Expected bounds of a continuous bi-variate distribution

[transmini]

Homework Statement

[/B]
$-1\leq\alpha\leq 1$

$f(y_1,y_2)=[1-\alpha\{(1-2e^{-y_1})(1-2e^{-y_2})\}]e^{-y_1-y_2}, 0\leq y_1, 0\leq y_2$
and $0$ otherwise.

Find $V(Y_1-Y_2)$. Within what limits would you expect $Y_1-Y_2$ to fall?

Homework Equations

N/A

The Attempt at a Solution

[/B]
I understand how to go about getting the variance of this distribution. That's not a problem. What I don't understand is finding the expected limits of $Y_1-Y_2$. The book has the solution as $\mu_{Y_1-Y_2} \pm 2*\sigma_{Y_1-Y_2}$. I can't find anything about this in my book with what's been covered thus far in this course or the last course. 2 standard deviations just seems rather arbitrary in this case. Is there a reasoning for 2 standard deviations? Possibly because the marginal distribution functions are exponential distributions, or because there's some convention to use 2 instead of say 1 or 3?
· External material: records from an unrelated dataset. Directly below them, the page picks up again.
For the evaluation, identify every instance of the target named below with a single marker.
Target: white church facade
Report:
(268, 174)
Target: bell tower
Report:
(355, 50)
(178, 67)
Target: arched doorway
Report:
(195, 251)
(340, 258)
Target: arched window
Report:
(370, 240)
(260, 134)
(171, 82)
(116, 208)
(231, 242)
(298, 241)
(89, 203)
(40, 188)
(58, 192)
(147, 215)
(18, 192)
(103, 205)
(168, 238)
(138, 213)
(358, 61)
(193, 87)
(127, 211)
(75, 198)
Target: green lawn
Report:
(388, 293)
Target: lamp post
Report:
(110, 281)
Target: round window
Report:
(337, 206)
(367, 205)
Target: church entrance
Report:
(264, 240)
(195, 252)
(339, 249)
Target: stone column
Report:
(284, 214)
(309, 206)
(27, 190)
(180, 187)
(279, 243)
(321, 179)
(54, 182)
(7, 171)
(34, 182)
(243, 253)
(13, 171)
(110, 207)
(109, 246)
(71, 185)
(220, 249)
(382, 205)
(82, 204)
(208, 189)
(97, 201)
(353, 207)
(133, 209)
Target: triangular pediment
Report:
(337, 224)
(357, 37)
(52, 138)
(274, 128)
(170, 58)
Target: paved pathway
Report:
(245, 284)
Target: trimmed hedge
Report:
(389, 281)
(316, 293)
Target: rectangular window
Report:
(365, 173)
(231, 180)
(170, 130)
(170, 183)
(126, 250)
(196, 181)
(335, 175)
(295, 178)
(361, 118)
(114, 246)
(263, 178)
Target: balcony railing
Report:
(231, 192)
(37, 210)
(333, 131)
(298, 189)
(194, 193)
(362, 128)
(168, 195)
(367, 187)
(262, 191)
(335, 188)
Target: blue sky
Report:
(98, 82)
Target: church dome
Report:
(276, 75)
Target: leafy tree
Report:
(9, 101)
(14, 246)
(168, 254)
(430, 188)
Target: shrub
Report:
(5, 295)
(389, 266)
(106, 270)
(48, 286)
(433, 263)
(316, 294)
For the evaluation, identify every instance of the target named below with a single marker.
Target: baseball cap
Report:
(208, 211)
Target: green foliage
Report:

Note: This may actually be covered in the future weeks, as this book likes to use material from future sections in questions of previous sections. For example, in this question, the solutions in the back use the covariance to find the variance of $Y_1-Y_2$, whereas covariance isn't introduced until the next section.

 

[Ray Vickson]

Homework Statement

[/B]
$-1\leq\alpha\leq 1$

$f(y_1,y_2)=[1-\alpha\{(1-2e^{-y_1})(1-2e^{-y_2})\}]e^{-y_1-y_2}, 0\leq y_1, 0\leq y_2$
and $0$ otherwise.

Find $V(Y_1-Y_2)$. Within what limits would you expect $Y_1-Y_2$ to fall?

Homework Equations

N/A

The Attempt at a Solution

[/B]
I understand how to go about getting the variance of this distribution. That's not a problem. What I don't understand is finding the expected limits of $Y_1-Y_2$. The book has the solution as $\mu_{Y_1-Y_2} \pm 2*\sigma_{Y_1-Y_2}$. I can't find anything about this in my book with what's been covered thus far in this course or the last course. 2 standard deviations just seems rather arbitrary in this case. Is there a reasoning for 2 standard deviations? Possibly because the marginal distribution functions are exponential distributions, or because there's some convention to use 2 instead of say 1 or 3?

Note: This may actually be covered in the future weeks, as this book likes to use material from future sections in questions of previous sections. For example, in this question, the solutions in the back use the covariance to find the variance of $Y_1-Y_2$, whereas covariance isn't introduced until the next section.

Is this question copied exactly as it was given to you? The problem is that the notion of "expected limits" is not a standard statistical concept. It may be that the word "expected" is being used in this case in its ordinary, everyday meaning, rather than in its technical statistical/probabilistic sense. If so, the whole thing is too vague to be of much use. If it wants you to find an interval $(a,b)$ such that $P(a < Y_1 - Y_2 < b) \geq p_0$ for some specified numerical value $p_0$, it should just say that.

 

[transmini]

Is this question copied exactly as it was given to you? The problem is that the notion of "expected limits" is not a standard statistical concept. It may be that the word "expected" is being used in this case in its ordinary, everyday meaning, rather than in its technical statistical/probabilistic sense. If so, the whole thing is too vague to be of much use. If it wants you to find an interval $(a,b)$ such that $P(a < Y_1 - Y_2 < b) \geq p_0$ for some specified numerical value $p_0$, it should just say that.

Yeah, this is exactly as it was given, word for word. There are 2 or 3 parts before this, but they were all problems of the "find this expected value" or "find this variance" type. So they shouldn't be relevant. In my own opinion, I don't think this text is all that great because they frequently require future material or give vague questions like this.